The alleged attack occurred this week in eastern Mosul, an area declared fully liberated by Iraqi forces in January.

"This is horrible," Lise Grande, the UN humanitarian coordinator in Iraq, said in a statement. "There is never justification - none whatsoever - for the use of chemical weapons."

IS has used chemical weapons in Iraq and Syria at least 52 times according to a report published in late 2016 by IHS conflict monitor, a London-based research and intelligence gathering group.

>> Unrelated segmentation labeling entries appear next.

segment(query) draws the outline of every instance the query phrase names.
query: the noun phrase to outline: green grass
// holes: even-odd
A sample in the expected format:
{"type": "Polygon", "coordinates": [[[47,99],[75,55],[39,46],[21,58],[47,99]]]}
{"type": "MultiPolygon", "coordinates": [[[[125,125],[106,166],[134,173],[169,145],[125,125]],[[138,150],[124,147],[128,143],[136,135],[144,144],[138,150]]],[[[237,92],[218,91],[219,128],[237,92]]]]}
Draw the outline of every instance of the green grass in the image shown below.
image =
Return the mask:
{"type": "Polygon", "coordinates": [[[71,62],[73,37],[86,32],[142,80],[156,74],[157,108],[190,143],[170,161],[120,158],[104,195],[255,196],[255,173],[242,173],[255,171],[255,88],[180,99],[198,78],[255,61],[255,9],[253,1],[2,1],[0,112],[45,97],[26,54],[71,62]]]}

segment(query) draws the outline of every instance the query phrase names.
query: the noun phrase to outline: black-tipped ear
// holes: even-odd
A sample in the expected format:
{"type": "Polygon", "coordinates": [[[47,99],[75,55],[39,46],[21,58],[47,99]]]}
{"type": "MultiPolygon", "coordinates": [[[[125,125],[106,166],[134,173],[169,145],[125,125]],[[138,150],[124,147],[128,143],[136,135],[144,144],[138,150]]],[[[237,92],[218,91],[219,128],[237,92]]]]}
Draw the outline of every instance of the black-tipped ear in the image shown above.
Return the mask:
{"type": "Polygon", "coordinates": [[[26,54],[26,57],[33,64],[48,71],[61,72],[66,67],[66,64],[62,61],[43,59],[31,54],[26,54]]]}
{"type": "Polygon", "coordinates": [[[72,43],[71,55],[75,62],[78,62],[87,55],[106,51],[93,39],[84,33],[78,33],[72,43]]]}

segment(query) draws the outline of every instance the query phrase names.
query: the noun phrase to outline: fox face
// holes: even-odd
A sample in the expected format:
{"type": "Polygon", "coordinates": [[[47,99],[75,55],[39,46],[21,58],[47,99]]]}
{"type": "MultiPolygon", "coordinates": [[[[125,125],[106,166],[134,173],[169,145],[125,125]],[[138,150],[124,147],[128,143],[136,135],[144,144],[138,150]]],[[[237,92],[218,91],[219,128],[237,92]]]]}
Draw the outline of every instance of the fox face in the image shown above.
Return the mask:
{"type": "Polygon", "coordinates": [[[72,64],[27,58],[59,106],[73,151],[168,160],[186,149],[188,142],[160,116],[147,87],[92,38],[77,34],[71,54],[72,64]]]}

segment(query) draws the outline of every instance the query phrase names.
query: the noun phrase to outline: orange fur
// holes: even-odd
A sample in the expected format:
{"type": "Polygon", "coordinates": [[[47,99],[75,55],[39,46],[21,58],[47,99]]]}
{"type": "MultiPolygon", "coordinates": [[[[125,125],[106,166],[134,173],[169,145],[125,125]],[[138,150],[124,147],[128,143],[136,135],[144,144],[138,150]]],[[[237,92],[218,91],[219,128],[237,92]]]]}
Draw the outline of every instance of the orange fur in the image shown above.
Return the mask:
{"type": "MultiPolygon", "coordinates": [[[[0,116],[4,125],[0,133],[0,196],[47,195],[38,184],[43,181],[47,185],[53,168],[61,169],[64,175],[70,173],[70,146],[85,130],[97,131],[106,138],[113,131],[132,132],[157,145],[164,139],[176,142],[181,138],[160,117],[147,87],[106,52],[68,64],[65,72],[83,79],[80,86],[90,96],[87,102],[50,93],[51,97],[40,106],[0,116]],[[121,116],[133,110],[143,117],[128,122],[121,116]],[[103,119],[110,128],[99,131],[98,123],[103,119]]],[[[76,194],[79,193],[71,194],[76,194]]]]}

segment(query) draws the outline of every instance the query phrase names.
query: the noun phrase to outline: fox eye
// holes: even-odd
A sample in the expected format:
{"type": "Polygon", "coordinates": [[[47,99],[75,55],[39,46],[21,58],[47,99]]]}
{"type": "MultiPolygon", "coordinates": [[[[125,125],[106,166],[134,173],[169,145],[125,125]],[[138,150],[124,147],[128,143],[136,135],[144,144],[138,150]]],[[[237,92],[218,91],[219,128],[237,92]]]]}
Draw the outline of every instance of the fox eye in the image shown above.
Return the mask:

The report said that at least 19 of the 52 attacks took place in and around Mosul.

UN criticized

Meanwhile, an Iraqi minister has criticized UN efforts to aid civilians fleeing fighting in western Mosul.

"Unfortunately, there is a clear shortfall in the work of these (UN) organizations," Jassem Mohammed al-Jaff, minister for displacement and migration, said.

"The UN talks a lot but the efforts being made are little, despite the huge amount of money in their possession," he added.

IS overran large areas north and west of Baghdad in 2014, but Iraqi forces backed by US-led airstrikes and other assistance have since regained most of the territory they lost to the jihadis.